Climate change may be having effects far beyond its impact on the world's weather patterns; it may even be influencing the evolutionary progress of some of the globe's species, researchers say.

As temperatures increase, the European scientists have found, populations of dragonflies and butterflies are shifting to more lighter-color species.

Body color in some species, including insects, snakes and lizards, is a factor determining the amount of energy -- crucial to movement and regulating body temperature -- a creature can absorb from the sun, with darker colors absorbing more light and lighter colors reflecting it.

In a study of 366 species of butterfly and 107 species of dragonfly throughout much of Europe, the researchers discovered lighter insects were really becoming the majority in most southern areas while insects displaying darker colors were shifting their distribution north towards cooler regions.

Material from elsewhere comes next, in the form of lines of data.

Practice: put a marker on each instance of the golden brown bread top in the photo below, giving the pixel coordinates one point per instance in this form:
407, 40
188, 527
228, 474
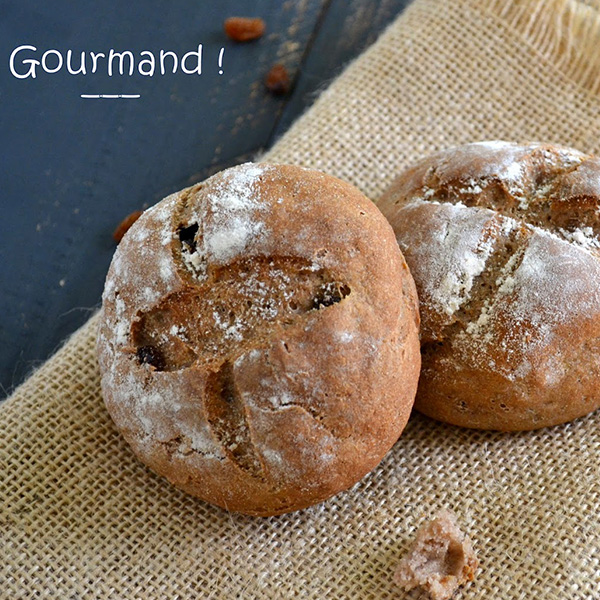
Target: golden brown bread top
259, 341
502, 240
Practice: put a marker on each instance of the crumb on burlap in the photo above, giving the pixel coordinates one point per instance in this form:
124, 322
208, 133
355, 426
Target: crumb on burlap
440, 560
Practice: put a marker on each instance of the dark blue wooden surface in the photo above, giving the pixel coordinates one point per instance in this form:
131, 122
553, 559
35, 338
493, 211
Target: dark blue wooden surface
73, 168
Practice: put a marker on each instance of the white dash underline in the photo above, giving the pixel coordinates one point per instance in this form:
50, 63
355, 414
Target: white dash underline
110, 95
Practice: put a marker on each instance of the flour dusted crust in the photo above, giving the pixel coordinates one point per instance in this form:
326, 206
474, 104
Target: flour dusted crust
503, 242
259, 338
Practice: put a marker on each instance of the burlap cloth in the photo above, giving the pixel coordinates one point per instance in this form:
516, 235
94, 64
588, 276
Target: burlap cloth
81, 518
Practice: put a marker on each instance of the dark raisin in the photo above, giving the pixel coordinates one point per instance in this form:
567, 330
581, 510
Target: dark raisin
329, 294
152, 356
187, 236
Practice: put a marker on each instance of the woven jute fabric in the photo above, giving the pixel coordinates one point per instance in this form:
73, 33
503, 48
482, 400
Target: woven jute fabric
80, 517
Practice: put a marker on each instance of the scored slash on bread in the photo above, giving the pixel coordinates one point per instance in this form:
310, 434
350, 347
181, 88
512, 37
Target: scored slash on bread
502, 240
259, 338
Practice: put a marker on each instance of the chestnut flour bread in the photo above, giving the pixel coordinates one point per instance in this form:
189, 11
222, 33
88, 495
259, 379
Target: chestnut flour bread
259, 338
502, 240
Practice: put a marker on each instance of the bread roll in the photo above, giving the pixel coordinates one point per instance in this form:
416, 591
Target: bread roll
502, 240
259, 338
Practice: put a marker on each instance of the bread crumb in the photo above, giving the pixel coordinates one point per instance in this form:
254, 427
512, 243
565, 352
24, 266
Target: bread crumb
244, 29
440, 560
278, 80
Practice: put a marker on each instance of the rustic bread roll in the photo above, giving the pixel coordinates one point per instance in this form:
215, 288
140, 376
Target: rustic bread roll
502, 241
259, 338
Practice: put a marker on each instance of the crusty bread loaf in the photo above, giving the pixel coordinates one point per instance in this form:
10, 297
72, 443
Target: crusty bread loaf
259, 338
502, 240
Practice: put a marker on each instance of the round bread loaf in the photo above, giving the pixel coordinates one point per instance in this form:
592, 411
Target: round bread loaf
502, 240
259, 338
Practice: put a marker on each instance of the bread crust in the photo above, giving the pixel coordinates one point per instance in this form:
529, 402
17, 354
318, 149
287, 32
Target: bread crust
503, 242
259, 338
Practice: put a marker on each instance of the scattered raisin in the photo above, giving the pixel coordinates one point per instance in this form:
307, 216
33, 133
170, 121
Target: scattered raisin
278, 80
125, 224
244, 29
152, 356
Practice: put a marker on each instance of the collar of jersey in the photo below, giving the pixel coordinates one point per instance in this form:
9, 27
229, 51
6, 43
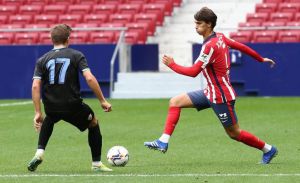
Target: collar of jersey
54, 49
209, 37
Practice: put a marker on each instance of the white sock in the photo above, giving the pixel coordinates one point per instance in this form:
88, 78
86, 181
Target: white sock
266, 148
165, 138
96, 163
40, 152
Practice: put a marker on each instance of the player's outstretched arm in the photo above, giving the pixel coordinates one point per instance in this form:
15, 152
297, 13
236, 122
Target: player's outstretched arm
272, 63
36, 98
192, 71
94, 85
245, 49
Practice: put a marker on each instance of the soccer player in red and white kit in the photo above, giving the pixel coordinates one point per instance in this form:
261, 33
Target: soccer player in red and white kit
214, 63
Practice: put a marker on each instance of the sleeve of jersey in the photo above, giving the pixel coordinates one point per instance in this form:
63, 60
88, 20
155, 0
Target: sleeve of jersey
243, 48
201, 62
38, 71
83, 65
192, 71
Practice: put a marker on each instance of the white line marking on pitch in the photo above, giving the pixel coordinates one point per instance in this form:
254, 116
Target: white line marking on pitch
15, 103
148, 175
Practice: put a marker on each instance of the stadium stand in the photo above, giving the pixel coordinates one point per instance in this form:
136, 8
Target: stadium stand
141, 16
278, 19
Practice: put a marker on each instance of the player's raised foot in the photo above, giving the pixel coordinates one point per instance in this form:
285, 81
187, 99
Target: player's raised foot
34, 163
267, 157
101, 168
157, 145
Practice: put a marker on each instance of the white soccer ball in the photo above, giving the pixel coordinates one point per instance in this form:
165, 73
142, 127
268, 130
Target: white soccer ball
117, 156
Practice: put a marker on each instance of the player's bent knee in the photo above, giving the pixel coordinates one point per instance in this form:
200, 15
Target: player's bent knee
174, 102
93, 123
233, 134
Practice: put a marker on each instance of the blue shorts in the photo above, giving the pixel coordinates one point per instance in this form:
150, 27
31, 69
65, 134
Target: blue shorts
225, 111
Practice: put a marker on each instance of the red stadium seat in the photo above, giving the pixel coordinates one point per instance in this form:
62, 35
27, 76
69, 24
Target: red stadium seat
289, 36
265, 8
8, 10
141, 28
95, 18
13, 2
150, 19
138, 1
112, 25
129, 8
120, 18
130, 37
168, 9
79, 37
37, 26
55, 9
45, 19
102, 37
3, 19
6, 38
86, 25
293, 24
294, 1
155, 9
273, 24
249, 25
90, 2
26, 38
45, 38
243, 36
79, 9
297, 17
264, 36
177, 3
30, 9
37, 2
104, 9
11, 26
64, 2
20, 19
273, 1
69, 19
289, 7
281, 17
257, 17
114, 1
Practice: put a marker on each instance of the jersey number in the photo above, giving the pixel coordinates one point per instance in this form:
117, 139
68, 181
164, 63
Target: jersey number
63, 69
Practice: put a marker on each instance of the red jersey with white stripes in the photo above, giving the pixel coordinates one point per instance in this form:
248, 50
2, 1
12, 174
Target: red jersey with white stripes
214, 62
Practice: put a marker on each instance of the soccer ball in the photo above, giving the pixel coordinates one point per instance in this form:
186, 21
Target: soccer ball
117, 156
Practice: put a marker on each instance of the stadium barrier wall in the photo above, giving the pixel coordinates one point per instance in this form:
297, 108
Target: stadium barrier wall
250, 77
18, 64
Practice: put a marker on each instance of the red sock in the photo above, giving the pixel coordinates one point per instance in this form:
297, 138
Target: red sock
172, 119
250, 140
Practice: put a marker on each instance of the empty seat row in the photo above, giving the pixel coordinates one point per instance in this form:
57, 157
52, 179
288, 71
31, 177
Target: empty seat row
86, 9
281, 1
76, 38
275, 17
151, 19
266, 36
266, 25
274, 7
92, 2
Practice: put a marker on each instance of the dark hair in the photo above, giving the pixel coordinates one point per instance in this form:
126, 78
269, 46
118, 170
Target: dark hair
60, 33
207, 15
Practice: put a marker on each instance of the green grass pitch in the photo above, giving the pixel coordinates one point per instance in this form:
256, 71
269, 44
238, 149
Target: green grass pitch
199, 150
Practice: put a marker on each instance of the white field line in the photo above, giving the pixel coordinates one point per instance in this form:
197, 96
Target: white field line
149, 175
15, 103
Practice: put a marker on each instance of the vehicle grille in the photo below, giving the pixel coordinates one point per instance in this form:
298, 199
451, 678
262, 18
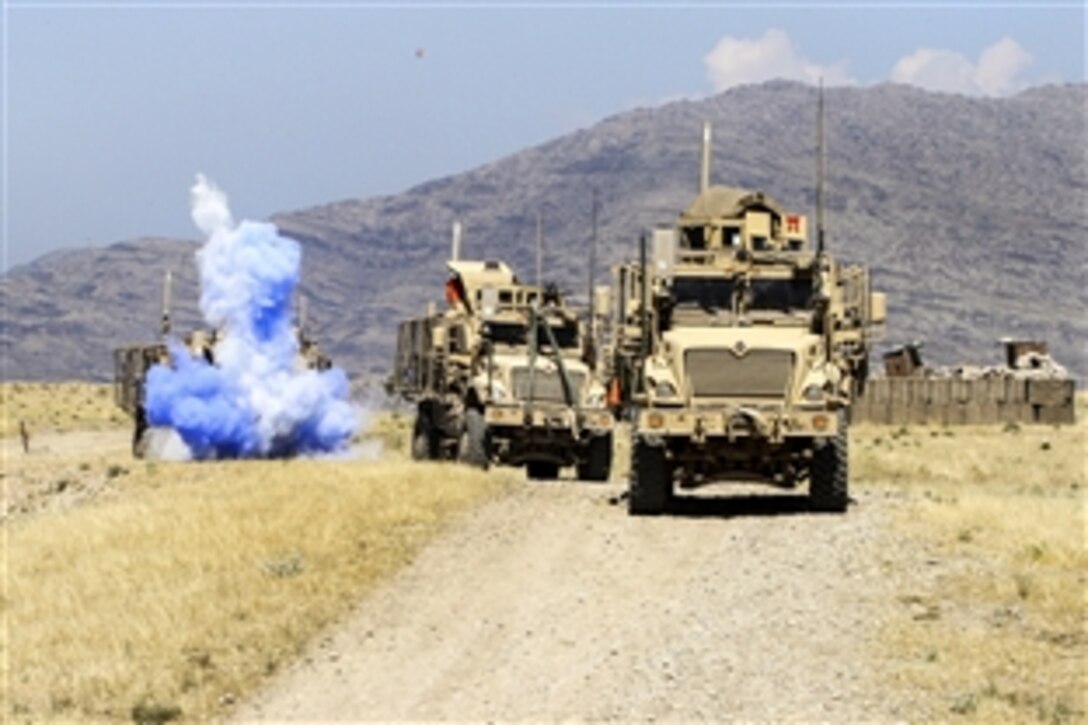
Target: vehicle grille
546, 386
722, 373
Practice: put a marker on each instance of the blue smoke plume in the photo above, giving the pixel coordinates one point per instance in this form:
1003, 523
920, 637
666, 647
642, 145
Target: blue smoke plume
257, 400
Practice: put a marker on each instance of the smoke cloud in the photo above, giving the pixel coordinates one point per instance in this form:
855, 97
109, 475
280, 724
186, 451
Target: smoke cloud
257, 400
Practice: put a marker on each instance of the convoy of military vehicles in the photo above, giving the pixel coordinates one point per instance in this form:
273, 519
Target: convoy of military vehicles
736, 348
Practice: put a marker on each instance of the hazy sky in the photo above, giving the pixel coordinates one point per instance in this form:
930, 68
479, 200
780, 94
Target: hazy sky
111, 108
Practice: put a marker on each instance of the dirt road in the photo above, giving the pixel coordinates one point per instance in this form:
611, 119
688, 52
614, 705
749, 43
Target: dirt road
554, 604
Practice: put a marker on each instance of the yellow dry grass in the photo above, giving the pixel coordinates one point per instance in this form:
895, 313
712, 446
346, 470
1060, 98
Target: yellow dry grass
999, 633
57, 407
182, 594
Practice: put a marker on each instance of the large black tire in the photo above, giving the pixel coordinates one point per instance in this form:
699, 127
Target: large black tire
650, 489
597, 464
829, 481
473, 443
422, 440
542, 470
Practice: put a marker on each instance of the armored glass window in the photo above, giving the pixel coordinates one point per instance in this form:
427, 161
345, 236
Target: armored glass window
705, 293
780, 295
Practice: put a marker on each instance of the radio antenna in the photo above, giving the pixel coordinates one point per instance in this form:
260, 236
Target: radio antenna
820, 168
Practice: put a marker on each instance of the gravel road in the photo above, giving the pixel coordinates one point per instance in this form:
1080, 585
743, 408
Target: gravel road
553, 604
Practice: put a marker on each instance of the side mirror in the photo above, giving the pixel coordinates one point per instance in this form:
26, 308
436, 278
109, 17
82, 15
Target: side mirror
878, 308
665, 252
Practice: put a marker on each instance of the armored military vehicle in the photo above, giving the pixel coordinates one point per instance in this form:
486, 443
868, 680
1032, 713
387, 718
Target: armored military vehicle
132, 363
739, 349
504, 375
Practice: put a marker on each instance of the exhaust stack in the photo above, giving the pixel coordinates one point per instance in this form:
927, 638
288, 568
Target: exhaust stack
455, 253
704, 181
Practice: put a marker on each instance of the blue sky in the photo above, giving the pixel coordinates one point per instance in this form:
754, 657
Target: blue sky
111, 109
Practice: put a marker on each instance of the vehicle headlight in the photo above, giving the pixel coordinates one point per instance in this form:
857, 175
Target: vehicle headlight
665, 389
595, 395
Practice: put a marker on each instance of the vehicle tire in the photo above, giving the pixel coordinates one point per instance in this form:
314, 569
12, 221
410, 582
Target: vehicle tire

"We now know that lighter-colored butterflies and dragonflies are doing better in a warmer world, and we have also demonstrated that the effects of climate change on where species live are not something of the future, but that nature and its ecosystems are changing as we speak," researcher Carsten Rahbek of the Center for Macroecology, Evolution and Climate at the University of Copenhagen said.

The finding of lighter colored species in the south and darker colored species in the north highlights the importance heat regulation plays in the health of the various species, he said.

"When studying biodiversity, we lack general rules about why certain species occur where they do," said researcher Dirk Zeuss from Philipps-University Marburg in Germany. "With this research we've been able to show that butterfly and dragonfly species across Europe are distributed according to their ability to regulate heat through their color variation."

Since insect colors are also a major factor in keeping them safe from predators by providing camouflage, the finding that the species composition of populations could be influenced by a single factor -- changing temperatures -- is significant, the researchers said.

"For two of the major groups of insects, we have now demonstrated a direct link between climate, insect color and habitat preference," said Rahbeck.

Such findings support the assertion that such geographical distribution changes, seen before in local-scale studies, are occurring on a continental scale, the researchers say.

Massive shifts in the distribution of many species have been observed for the last 2 decades, but the role of climate change has been difficult to pin down until the latest study, they say.

The study has been reported in the journal Nature Communications.